2.        I want to be able to easily discern the title – I think red will do the job. As A Tale of Nine Cities is the first in the City Chronicles trilogy I think that City Chronicles should be in red and the sub-title a different colour each time.
3.       I need to give an overview of the content of my book but add a little something to make the potential reader wonder, and more importantly, purchase!
Easy then! Over to my cover designer Cathy Helms to work wonders.
I researched the book covers from http://bookcoverarchive.com

Monday, 5 September 2011

Reader Report

These are excerpts from a reader's report from a potential publisher. I have been allowed to use their comments, without attribution (for which I thank them, even though I have decided not to go with this particular publisher).

Very positive feedback! Not too long before you have the chance to find out for yourselves!!

The author has a lovely turn of phrase and at times her prose sings off the page. Both committed smokers, their favoured method of travel was in the (often full) smoking carriage of Europe’s trains, and so they found themselves “a fag paper away from relaxation”. After a severe row, and fearing her friend may not wish to travel with her anymore, Deborah describes how she made the decision to restore good relations and “screwed my pride into a tight little ball and swallowed it”. On arriving home and taking stock of their adventure, they both decide they had crammed too much into too short a time. “It was a bit of a mad dash. Not so much a Grand Tour as a  Grand Prix, trying to squeeze as much as possible out of the vehicle as possible.”

These lovely little nuggets of writing nestle in amongst the vivid pictures the author paints of the architecture, culture and anthropology of the local scene, giving the armchair traveller a multi-sensual taste of the cities the women visited, leaving them hungry for more. Extensively researched, and taken just from scraps of a diary written a decade earlier, the book provides a fascinating insight into the girls’ journey; one not to be read by the parents!

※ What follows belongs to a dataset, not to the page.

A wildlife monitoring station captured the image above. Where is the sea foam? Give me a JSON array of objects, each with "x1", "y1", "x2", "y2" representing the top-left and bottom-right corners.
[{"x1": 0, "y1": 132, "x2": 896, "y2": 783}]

A Tale of Nine Cities is thoughtful and sophisticated, entertaining and nostalgic, and a great memento of an unforgettable journey.

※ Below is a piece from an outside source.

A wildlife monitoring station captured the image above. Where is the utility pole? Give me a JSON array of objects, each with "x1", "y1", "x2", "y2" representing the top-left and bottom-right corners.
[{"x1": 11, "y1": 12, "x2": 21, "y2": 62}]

Style points: Beautifully written, this book will require very little editing.  A lot of time has been put into this travelogue to make it polished and ready for publication.

Jacket Blurb

I have been working on the jacket blurb for the book, the words on the back cover of the book. Hopefully it will entice readers to buy the book. Let me know what you think.
A Tale of Nine Cities relates the tale of an eye-opening and inspirational trip taken by two 30 year-old friends around central and eastern Europe by train. Cramming nine cities in eight countries into fifteen days this is no mean feat.
Full of fascinating facts and history of the places visited this is more than a cultural travelogue. The tale is also an amusing and frank account of the adventure during which the girls face some hard facts about themselves and their differing takes on life.
The final edit is underway and I have also sent a copy to my travelling companion to give her a chance to redact (Julian Asange I am not!). So far - silence. Either she has not had a chance to read it yet or is so absorbed she has not had a chance to give me feedback. I hope it is the latter!!

Tuesday, 30 August 2011



City Chronicles: A Tale of Nine Cities relates the tale of an eye-opening and inspirational trip taken by two 30 year-old friends around Central and Eastern Europe by train.

Whilst full of fascinating facts and history, more importantly it’s an amusing and frank account of the adventure, during which my friend and I face some hard facts about ourselves and our differing takes on life.